Yes. The Certainly has been running hard as we've talked about every quarter. We do expect that expense to moderate in coming quarters, but And at least in the short term is going to be continued spend to resolve the outstanding litigation.

Speaker 4

That's great. Thank you for taking my questions and I will turn back in the queue.

Operator

Our next question comes from Geoffrey Dunn with Dowling and Partners. Please go ahead.

Speaker 4

Thanks. Good morning. I wanted to ask more about the reinsurance transaction. It looks like it was more watch list than adversely adverse credits. And just based on the numbers, it looks like it's more housing revenue bonds maybe.

Speaker 4

Was it military housing? Was it Something else about that, that stood out. Can you talk a little bit more about how you identified that particular transaction?

Speaker 2

Thanks, Jeff. I think it's fair to say the majority or the bulk of it was military housing.
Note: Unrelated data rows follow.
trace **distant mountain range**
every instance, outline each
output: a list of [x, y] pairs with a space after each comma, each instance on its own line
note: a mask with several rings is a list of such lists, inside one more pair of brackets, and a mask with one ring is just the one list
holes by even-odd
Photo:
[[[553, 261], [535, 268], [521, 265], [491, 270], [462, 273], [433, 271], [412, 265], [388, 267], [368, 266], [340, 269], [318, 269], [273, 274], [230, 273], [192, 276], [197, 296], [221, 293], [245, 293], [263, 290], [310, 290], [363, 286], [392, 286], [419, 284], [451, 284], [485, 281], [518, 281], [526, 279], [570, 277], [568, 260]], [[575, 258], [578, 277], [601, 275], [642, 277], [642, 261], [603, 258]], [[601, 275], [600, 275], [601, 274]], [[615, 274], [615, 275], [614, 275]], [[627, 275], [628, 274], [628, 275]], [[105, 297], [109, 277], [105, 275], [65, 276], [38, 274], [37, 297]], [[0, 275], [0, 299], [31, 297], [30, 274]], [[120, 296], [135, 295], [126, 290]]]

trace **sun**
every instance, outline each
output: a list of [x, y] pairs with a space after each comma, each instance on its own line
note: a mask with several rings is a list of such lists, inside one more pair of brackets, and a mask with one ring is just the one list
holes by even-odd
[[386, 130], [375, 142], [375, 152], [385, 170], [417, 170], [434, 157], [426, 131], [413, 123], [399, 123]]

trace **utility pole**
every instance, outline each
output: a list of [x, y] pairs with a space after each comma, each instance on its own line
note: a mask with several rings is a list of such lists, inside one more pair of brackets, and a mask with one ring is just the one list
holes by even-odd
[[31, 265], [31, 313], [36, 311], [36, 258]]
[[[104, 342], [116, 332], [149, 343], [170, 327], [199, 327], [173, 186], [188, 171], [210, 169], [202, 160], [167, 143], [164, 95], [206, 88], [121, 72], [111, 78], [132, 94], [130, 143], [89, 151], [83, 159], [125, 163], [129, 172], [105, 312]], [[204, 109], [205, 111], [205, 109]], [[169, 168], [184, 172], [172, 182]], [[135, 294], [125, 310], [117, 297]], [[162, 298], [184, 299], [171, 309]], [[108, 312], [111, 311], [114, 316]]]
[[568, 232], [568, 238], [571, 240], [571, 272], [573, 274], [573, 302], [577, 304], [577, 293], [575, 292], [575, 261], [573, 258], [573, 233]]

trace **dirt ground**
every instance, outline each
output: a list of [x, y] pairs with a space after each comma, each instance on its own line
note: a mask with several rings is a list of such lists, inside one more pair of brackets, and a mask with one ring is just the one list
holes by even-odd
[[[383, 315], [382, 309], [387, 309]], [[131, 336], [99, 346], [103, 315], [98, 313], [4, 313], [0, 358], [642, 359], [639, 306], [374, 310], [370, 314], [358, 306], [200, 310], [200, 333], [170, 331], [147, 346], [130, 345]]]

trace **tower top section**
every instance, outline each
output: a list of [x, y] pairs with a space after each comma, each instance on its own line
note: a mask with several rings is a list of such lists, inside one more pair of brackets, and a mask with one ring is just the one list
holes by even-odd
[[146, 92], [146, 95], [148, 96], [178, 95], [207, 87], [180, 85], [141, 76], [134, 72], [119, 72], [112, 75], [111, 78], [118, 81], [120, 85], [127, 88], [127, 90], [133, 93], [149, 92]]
And as we've indicated In the past, this is a concentration risk in our portfolio. There are also many long dated exposures and Some very large exposures. So I think it's an area that we have been keen looking to sculpt in our portfolio.

Speaker 2

It also included some adversely classified credits, as we mentioned, and other credits that we viewed as also very long dated and potential stress credits that we wanted to exit. So I think overall, it was a Sort of a package of credits that we wanted to exit and had been working on this transaction for, in fact, a number of years. So we were very fortunate be able to complete it this past quarter. But I think your summation as to being primarily military housing, I think, is a good one.

Speaker 4

Okay. And just from an economic standpoint, I mean, dollars 6,000,000 upfront and then the installment, What was actually the company's cost for this? Because if it's $6,000,000 upfront, that doesn't seem overly burdensome for getting rid of this type of exposure. Was the remaining $40 odd 1,000,000 installment specific to the deal? Or what is the actual payment by Ambac above and beyond the premium flow associated with the With the transaction.

Speaker 3

There wasn't payment above and beyond the premium flow from the transaction. So We're simply giving up the premium associated with the deals that were ceded.

Speaker 4

Got you. Okay. Thank you.

Operator

There are no further questions at this time. This concludes today's teleconference. We thank you for participating. You may disconnect your lines at this time. Thank you for your participation and have a good day.